The Reserve Bank of Australia (RBA) has upwardly revised its forecasts for economic growth and inflation, with both proving to be more resilient than expected.

The economy, which is currently growing at an annualised rate of 2.1% according to the latest data, is now expected to grow 1.5% in 2023 (compared to a July forecast of 1.0%) and 2.0% in 2024 (1.75%).

At the same time, inflation, which is currently at 5.4%, is expected to fall to 4.5% by the end of this year (previous forecast: 4.25%) and 3.5% by the end of next year (3.25%).

“Growth in the Australian economy is expected to remain below trend over 2023 and 2024 as cost-of-living pressures and higher interest rates continue to weigh on demand,” according to the RBA. 

“But the economy has proved to be more resilient in recent quarters than previously expected – which is supporting demand conditions for Australian businesses.”

Unfortunately, inflation is also staying higher for longer than predicted, with inflationary pressures dissipating more slowly than the RBA previously forecast.

“Goods prices have accounted for almost all of the decline in inflation so far; goods inflation is expected to continue falling in the near term as the resolution of supply disruptions flows through to prices paid by consumers,” according to the RBA.

“By contrast, services inflation remains high.

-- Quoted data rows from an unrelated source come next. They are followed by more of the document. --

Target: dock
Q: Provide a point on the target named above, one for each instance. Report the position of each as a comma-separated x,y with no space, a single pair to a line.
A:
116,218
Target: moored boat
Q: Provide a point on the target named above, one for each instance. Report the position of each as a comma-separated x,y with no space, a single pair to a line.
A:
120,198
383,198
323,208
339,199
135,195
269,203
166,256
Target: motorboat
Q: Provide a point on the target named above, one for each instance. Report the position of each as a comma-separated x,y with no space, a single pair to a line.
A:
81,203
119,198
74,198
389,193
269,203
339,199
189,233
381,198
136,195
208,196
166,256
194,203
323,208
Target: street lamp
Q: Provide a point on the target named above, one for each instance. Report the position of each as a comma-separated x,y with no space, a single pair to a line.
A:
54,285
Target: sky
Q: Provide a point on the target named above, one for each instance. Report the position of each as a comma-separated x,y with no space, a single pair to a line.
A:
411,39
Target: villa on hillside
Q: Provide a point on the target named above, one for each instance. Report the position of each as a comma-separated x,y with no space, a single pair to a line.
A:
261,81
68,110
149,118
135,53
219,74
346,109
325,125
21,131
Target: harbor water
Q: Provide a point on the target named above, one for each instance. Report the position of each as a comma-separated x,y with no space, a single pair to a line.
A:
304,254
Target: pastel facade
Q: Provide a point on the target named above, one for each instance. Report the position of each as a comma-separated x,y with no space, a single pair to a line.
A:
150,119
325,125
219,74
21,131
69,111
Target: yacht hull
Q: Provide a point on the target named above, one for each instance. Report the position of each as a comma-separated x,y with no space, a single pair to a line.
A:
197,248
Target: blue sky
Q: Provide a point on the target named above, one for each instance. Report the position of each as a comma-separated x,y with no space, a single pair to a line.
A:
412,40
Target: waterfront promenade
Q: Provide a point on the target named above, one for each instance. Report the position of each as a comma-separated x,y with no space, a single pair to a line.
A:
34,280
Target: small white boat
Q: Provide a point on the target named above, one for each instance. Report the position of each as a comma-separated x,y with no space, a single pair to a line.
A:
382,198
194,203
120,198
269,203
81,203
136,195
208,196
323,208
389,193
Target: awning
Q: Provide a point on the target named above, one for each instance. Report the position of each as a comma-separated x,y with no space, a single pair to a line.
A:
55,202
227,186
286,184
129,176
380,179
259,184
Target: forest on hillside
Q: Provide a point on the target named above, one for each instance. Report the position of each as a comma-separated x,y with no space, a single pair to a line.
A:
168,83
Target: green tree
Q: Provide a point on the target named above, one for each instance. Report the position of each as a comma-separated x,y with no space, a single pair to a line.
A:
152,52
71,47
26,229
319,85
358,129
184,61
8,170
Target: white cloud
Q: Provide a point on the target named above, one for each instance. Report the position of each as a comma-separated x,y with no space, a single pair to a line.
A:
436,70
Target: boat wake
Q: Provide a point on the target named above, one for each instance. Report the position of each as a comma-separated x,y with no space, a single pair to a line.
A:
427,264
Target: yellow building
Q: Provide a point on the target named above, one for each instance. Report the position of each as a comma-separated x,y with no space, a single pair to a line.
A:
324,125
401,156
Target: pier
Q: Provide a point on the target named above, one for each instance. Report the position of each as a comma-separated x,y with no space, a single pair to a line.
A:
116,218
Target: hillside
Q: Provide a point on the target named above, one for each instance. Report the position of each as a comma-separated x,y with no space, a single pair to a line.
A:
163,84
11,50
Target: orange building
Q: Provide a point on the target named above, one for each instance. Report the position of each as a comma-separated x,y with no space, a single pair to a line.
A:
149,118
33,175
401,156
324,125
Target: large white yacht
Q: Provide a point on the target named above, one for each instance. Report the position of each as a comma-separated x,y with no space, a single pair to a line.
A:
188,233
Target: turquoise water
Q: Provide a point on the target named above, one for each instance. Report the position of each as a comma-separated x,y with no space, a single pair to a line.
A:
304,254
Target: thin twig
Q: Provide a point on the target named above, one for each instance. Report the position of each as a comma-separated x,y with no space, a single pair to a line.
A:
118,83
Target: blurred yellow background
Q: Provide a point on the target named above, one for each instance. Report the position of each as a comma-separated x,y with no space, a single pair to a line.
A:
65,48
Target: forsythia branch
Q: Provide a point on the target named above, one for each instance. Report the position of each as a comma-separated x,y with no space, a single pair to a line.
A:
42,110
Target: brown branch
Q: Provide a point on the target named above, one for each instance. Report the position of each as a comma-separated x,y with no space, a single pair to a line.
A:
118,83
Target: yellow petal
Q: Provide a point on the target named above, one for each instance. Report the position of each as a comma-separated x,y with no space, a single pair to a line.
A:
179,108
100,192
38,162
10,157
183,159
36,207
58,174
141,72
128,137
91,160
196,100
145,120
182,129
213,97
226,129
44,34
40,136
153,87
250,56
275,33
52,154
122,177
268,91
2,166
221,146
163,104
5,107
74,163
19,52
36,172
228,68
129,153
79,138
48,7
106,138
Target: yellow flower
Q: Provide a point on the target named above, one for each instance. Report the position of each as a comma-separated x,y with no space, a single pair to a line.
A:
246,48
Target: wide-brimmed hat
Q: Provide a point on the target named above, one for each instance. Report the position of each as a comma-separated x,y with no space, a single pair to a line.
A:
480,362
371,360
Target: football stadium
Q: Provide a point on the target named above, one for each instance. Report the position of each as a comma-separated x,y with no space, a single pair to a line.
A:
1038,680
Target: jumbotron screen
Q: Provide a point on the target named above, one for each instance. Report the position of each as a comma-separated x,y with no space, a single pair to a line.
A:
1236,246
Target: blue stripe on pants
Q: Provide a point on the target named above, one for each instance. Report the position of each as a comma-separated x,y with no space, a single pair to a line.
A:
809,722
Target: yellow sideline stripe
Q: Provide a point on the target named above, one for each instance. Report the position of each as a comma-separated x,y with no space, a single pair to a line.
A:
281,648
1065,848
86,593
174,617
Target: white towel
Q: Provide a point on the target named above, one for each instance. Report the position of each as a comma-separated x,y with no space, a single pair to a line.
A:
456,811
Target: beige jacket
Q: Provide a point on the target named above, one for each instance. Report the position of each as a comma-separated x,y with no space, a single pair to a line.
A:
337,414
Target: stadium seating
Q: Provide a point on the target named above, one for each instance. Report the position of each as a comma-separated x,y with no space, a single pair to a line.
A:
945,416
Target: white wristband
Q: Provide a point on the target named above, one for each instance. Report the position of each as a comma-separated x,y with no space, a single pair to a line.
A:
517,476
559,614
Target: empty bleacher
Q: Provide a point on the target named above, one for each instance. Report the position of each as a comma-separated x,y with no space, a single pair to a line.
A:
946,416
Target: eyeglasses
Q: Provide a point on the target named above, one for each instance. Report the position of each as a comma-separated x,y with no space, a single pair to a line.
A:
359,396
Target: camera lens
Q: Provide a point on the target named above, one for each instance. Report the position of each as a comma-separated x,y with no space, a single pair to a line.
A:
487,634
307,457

Services inflation is expected to ease but to remain above its inflation-targeting average throughout the forecast period in an environment of elevated domestic cost pressures and still-robust levels of demand.”


Wages growth is expected to decline

The rate of economic growth and inflation will have a major impact on wages growth, which is currently running at 4% per annum.

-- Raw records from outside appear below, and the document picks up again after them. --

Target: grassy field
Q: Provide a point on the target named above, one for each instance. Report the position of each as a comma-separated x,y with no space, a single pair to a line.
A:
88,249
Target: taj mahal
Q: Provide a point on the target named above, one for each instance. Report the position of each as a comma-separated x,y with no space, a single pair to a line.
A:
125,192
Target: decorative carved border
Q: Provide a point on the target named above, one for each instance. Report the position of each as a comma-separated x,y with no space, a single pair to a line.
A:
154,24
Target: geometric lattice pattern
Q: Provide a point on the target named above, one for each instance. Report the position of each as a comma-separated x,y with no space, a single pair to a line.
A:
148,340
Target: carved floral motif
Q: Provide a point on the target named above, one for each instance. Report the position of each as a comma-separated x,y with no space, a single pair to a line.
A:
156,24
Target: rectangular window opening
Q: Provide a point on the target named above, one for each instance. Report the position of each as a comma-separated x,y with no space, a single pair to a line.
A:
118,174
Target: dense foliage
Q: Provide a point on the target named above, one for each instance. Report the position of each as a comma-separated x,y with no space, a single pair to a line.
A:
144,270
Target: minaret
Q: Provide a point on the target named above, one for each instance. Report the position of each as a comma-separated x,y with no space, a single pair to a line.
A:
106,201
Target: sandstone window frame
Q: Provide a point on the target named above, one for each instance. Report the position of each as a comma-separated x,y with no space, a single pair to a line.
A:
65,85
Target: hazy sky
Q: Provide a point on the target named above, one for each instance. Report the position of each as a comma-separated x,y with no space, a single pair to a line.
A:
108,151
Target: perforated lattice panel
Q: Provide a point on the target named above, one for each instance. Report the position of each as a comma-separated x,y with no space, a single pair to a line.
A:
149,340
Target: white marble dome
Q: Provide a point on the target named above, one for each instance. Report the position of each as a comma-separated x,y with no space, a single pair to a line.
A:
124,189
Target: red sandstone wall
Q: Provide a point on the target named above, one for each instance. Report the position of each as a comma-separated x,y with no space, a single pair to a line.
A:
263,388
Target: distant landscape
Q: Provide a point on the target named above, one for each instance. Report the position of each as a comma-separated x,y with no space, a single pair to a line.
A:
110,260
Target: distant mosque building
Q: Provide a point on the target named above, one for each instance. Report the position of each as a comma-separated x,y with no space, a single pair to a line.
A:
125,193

The RBA believes wages growth is close to its peak and will decline gradually, and has slightly downgraded its forecasts from three months earlier.

Now, wages are expected to rise 4.0% this year (compared to the earlier forecast of 4.1%) and 3.7% next year (3.8%).

“Nominal wages growth is expected to remain robust in the near term, underpinned by the ongoing tightness of the labour market and high inflation outcomes,” the RBA said.

“Inertia in the wage-setting process and some lagged catch-up in real wages mean that the decline in wages growth is forecast to be slower than the decline in inflation.”